ISLR Chapter 9: Support Vector Machines (Part 2: Support Vector Classifiers)

Posted by Amit Rajan on Wednesday, June 20, 2018

9.2 Support Vector Classifiers

9.2.1 Overview of the Support Vector Classifier

The maximal margin classifiers can be sensitive to individual observations. Sometimes, adding a single observation in the data set, can lead to dramatic change in the separating hyperplane. The sensitivity and the low margin for a maximal margin classifier may suggest that the maximal margin classifier has overfit the training data. So, sometimes we may be willing to consider a classifier based on a hyperplane that does not perfectly separate the two classes, and hence, will be more robust (or less sensitive to individual observations) and will give better results for the unseen data points.

Support vector classifiers (soft margin classifiers) misclassify a few observations for the sake of robustness and better results. In a soft margin classifier, some of the observations can lie on the wrong side of the margin or even on the wrong side of the hyperplane. Observations that are on the wrong side of the hyperplane are misclassified by the support vector classifier.

9.2.2 Details of the Support Vector Classifier

Support vector classifier is the solution of the optimization problem which is given as:

$$maximize _{\beta_0, \beta_1, …, \beta_p, \epsilon_1, \epsilon_2, …, \epsilon_n} M$$

$$subject \ to \ \sum _{j=1}^{p} \beta_j^2 = 1,$$ $$y_i(\beta_0 + \beta_1 X _{i1} + \beta_2 X _{i2} + … + \beta_p X _{ip}) \geq M(1 - \epsilon_i); \forall \ i=1,2,..,n,$$ $$\epsilon_i \geq 0, \ \sum _{i=1}^{n}\epsilon_i \leq C$$

where $C$ is a non-negative tuning parameter. Here $\epsilon_1, …, \epsilon_n$ are slack variables and allow individual observations to be on the wrong side of the margin or the hyperplane. For a test observation $x^{*}$, we simply classify it based on the sign of $f(x^*) = \beta_0 + \beta_1 x_1^* + … + \beta_p x_p^*$.

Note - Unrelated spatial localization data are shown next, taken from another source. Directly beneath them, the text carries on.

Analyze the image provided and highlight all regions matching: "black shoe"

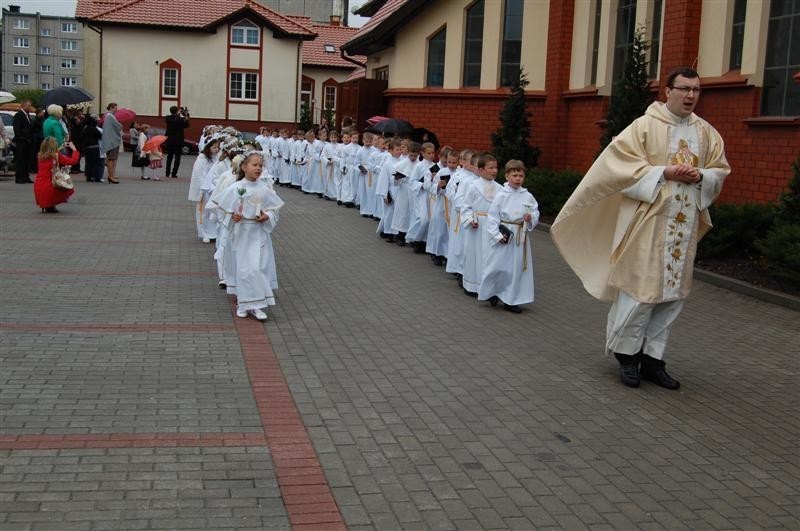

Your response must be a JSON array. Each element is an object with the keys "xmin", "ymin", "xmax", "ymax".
[
  {"xmin": 464, "ymin": 289, "xmax": 477, "ymax": 298},
  {"xmin": 317, "ymin": 193, "xmax": 324, "ymax": 198},
  {"xmin": 615, "ymin": 353, "xmax": 641, "ymax": 388},
  {"xmin": 503, "ymin": 304, "xmax": 521, "ymax": 313},
  {"xmin": 432, "ymin": 257, "xmax": 444, "ymax": 266},
  {"xmin": 344, "ymin": 202, "xmax": 354, "ymax": 208},
  {"xmin": 218, "ymin": 281, "xmax": 227, "ymax": 289},
  {"xmin": 489, "ymin": 296, "xmax": 499, "ymax": 307},
  {"xmin": 385, "ymin": 236, "xmax": 395, "ymax": 243},
  {"xmin": 44, "ymin": 206, "xmax": 59, "ymax": 213},
  {"xmin": 337, "ymin": 200, "xmax": 342, "ymax": 205},
  {"xmin": 412, "ymin": 242, "xmax": 425, "ymax": 254},
  {"xmin": 640, "ymin": 356, "xmax": 680, "ymax": 389}
]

The slack variable $\epsilon_i$ depicts the location of $i$th observation relative to the margin and the hyperplane. If $\epsilon_i = 0$, the observation lies on the correct side of the margin. If $\epsilon_i > 0$, the observation is on the wrong side of the margin and if $\epsilon_i > 1$, the observation is on the wrong side of the hyperplane.

The hyperparamter $C$ amounts for the budget for the amount by which the margin can be violated by $n$ observations. If $C=0$, there is no budget for the violation of the margin and hence the support vector classifier turns into maximal margin classifier. For $C>0$, no more than $C$ observations can be on the wrong side of the hyperplane (as $\epsilon_i > 1$ for the observation to be on the wrong side of the hyperplane). If $C$ increases, the margin will widen and if it decreases, the margin will become narrow. $C$ is chosen via cross-validation. When $C$ is small, the margin narrows and hence the classifier fits more colsely to the data, giving a high variance. For larger $C$, the margin is wider and hence fitting the data less hard and obtaining a classifier whihc is more biased but have low variance.

The observations that lie on the correct side of the margin do not affect the hyperplane. The observations that either lie on the margin or that violate the margin affect the hyperplane and hence are known as support vectors. For larger value of $C$, we will get a more number of support vectors and hence the hyperplane will depend on large number of observations, making the model low in variance.